TEKAPE KALTIM

Jendela Informasi Kita

Ribuan Warga Muara Jawa Kehilangan Nafkah, Izin Tambang di Kawasan IKN Mandek

erhentinya aktivitas pertambangan di Kecamatan Muara Jawa sejak awal 2026 memicu aksi protes warga yang terdampak secara ekonomi. Ratusan masyarakat mendatangi jetty milik PT Bintang Prima Energy Pratama. (dok: ist)

Kutai Kartanegara — Terhentinya aktivitas pertambangan di Kecamatan Muara Jawa sejak awal 2026 memicu aksi protes warga yang terdampak secara ekonomi. Ratusan masyarakat mendatangi jetty milik PT Bintang Prima Energy Pratama, menuntut kejelasan izin agar operasional tambang bisa kembali berjalan.

Aksi tersebut dipicu mandeknya perizinan yang berimbas langsung pada hilangnya mata pencaharian ribuan pekerja. Warga membawa spanduk dan poster berisi tuntutan agar pemerintah segera menerbitkan izin usaha pertambangan (IUP) serta mempercepat proses administrasi yang masih tertunda.

Koordinator aksi, Ilyas, menyatakan bahwa masyarakat membutuhkan kepastian kerja di tengah kondisi ekonomi yang semakin sulit. Ia menekankan bahwa penghentian tambang tidak hanya berdampak pada pekerja inti, tetapi juga sektor pendukung lainnya.

Menurutnya, berbagai usaha yang bergantung pada aktivitas tambang, seperti transportasi sungai, jasa katering, hingga pelaku usaha kecil, turut mengalami penurunan drastis bahkan berhenti total.

“Ketika tambang berhenti, seluruh aktivitas ekonomi ikut lumpuh. Banyak warga kehilangan penghasilan untuk memenuhi kebutuhan sehari-hari,” ujarnya saat aksi berlangsung, Minggu (3/5/2026).

Warga juga mendesak pemerintah untuk segera memberikan kepastian hukum terkait kelanjutan operasional perusahaan. Mereka menilai lambannya proses perizinan telah memperpanjang ketidakpastian bagi masyarakat yang bergantung pada sektor tersebut.

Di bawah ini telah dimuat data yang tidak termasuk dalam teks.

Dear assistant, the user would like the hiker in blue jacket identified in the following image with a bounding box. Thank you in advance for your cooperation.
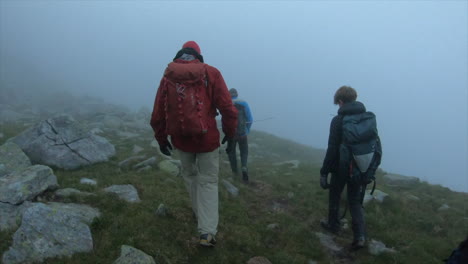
[226,88,253,183]
[320,86,382,250]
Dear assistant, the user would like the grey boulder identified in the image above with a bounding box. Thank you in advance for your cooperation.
[10,114,116,170]
[2,202,100,264]
[158,160,180,176]
[113,245,156,264]
[222,180,239,197]
[368,239,397,255]
[0,141,32,177]
[0,165,58,205]
[383,174,420,187]
[0,202,33,231]
[104,184,141,203]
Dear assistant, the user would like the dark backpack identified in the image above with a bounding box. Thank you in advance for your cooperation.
[233,99,247,136]
[339,112,380,185]
[161,61,211,137]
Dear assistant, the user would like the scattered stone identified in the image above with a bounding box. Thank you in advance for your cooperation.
[368,239,397,255]
[158,160,180,176]
[315,232,343,254]
[287,192,294,199]
[0,132,4,138]
[247,256,272,264]
[104,184,141,203]
[363,189,389,204]
[0,141,32,176]
[2,203,100,264]
[80,178,97,186]
[150,139,159,148]
[132,145,144,154]
[383,174,419,187]
[249,143,259,149]
[113,245,156,264]
[10,114,116,170]
[118,155,146,168]
[137,165,152,172]
[55,188,95,198]
[407,194,420,201]
[438,204,450,211]
[155,203,167,216]
[134,157,157,169]
[90,128,104,135]
[266,223,279,230]
[116,131,139,139]
[222,179,239,197]
[0,202,33,231]
[273,160,300,169]
[0,165,58,205]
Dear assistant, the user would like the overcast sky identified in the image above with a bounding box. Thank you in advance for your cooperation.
[1,1,467,192]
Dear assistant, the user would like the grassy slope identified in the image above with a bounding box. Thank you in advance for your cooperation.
[0,127,467,264]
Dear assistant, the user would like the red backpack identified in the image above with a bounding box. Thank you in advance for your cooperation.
[161,61,211,136]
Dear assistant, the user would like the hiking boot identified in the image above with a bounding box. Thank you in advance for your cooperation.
[241,167,249,183]
[320,219,340,234]
[350,237,366,251]
[199,234,216,247]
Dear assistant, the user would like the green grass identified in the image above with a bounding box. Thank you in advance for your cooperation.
[1,123,467,264]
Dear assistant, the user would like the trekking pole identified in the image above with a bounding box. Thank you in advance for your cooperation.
[253,117,275,123]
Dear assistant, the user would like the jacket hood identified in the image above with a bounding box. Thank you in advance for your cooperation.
[338,101,366,116]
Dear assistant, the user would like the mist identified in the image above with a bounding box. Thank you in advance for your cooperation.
[1,1,467,192]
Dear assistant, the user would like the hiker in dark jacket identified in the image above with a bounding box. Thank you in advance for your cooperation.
[226,88,253,183]
[320,85,382,250]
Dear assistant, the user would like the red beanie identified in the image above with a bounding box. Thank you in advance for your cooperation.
[182,41,201,55]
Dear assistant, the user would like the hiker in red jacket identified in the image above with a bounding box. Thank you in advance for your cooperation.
[150,41,237,247]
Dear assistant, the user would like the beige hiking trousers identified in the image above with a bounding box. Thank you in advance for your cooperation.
[177,148,219,235]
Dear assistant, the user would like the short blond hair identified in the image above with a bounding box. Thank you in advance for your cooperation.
[334,86,357,105]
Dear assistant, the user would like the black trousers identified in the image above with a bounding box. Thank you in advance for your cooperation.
[227,136,248,173]
[328,173,367,240]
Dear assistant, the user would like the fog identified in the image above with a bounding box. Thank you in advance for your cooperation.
[1,1,467,192]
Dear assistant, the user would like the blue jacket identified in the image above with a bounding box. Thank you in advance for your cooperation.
[232,96,253,136]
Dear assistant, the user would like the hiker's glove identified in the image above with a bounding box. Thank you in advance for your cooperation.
[159,141,173,156]
[320,174,330,190]
[221,136,229,144]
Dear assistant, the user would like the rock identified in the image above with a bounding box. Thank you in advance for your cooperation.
[266,223,279,230]
[287,192,294,199]
[10,114,116,170]
[116,131,139,139]
[134,157,157,169]
[383,174,419,187]
[407,194,420,201]
[222,179,239,197]
[158,160,180,176]
[132,145,144,154]
[0,141,32,177]
[368,239,396,255]
[0,132,4,138]
[315,232,343,254]
[80,178,97,186]
[118,155,146,168]
[104,184,141,203]
[150,139,159,148]
[273,160,300,169]
[247,256,272,264]
[2,203,100,264]
[0,202,33,231]
[0,165,58,205]
[363,189,389,205]
[55,188,95,198]
[137,166,152,172]
[438,204,450,211]
[90,128,104,135]
[155,203,167,216]
[113,245,155,264]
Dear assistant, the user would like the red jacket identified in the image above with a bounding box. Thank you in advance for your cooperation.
[150,59,238,153]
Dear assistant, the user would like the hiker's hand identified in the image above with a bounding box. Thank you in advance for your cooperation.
[320,174,330,189]
[159,141,173,156]
[221,136,229,144]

Menanggapi hal ini, perwakilan PT Bintang Prima Energy Pratama wilayah Kalimantan Timur, Gendut Suprianto, mengakui bahwa penghentian operasional berdampak luas bagi masyarakat sekitar.

Ia menjelaskan bahwa perusahaan telah mengajukan perpanjangan IUP yang masa berlakunya akan berakhir pada Mei 2026. Namun, proses tersebut terkendala kebijakan baru terkait wilayah yang masuk dalam delineasi Ibu Kota Nusantara (IKN), sehingga memerlukan penyesuaian regulasi.

Selain itu, belum terbitnya Rencana Kerja dan Anggaran Biaya (RKAB) tahun 2026 turut menjadi penyebab utama berhentinya aktivitas tambang sejak awal tahun.

Menurut Gendut, sejumlah perusahaan yang menghadapi kendala serupa telah membentuk forum bersama untuk menyuarakan aspirasi ke pemerintah pusat. Upaya tersebut termasuk pengajuan surat kepada Presiden serta rencana pertemuan dengan kementerian terkait guna mencari solusi.

Ia berharap pemerintah dapat memberikan kepastian regulasi dan kebijakan yang lebih fleksibel, mengingat dampaknya tidak hanya pada tenaga kerja, tetapi juga investasi yang telah berjalan selama bertahun-tahun.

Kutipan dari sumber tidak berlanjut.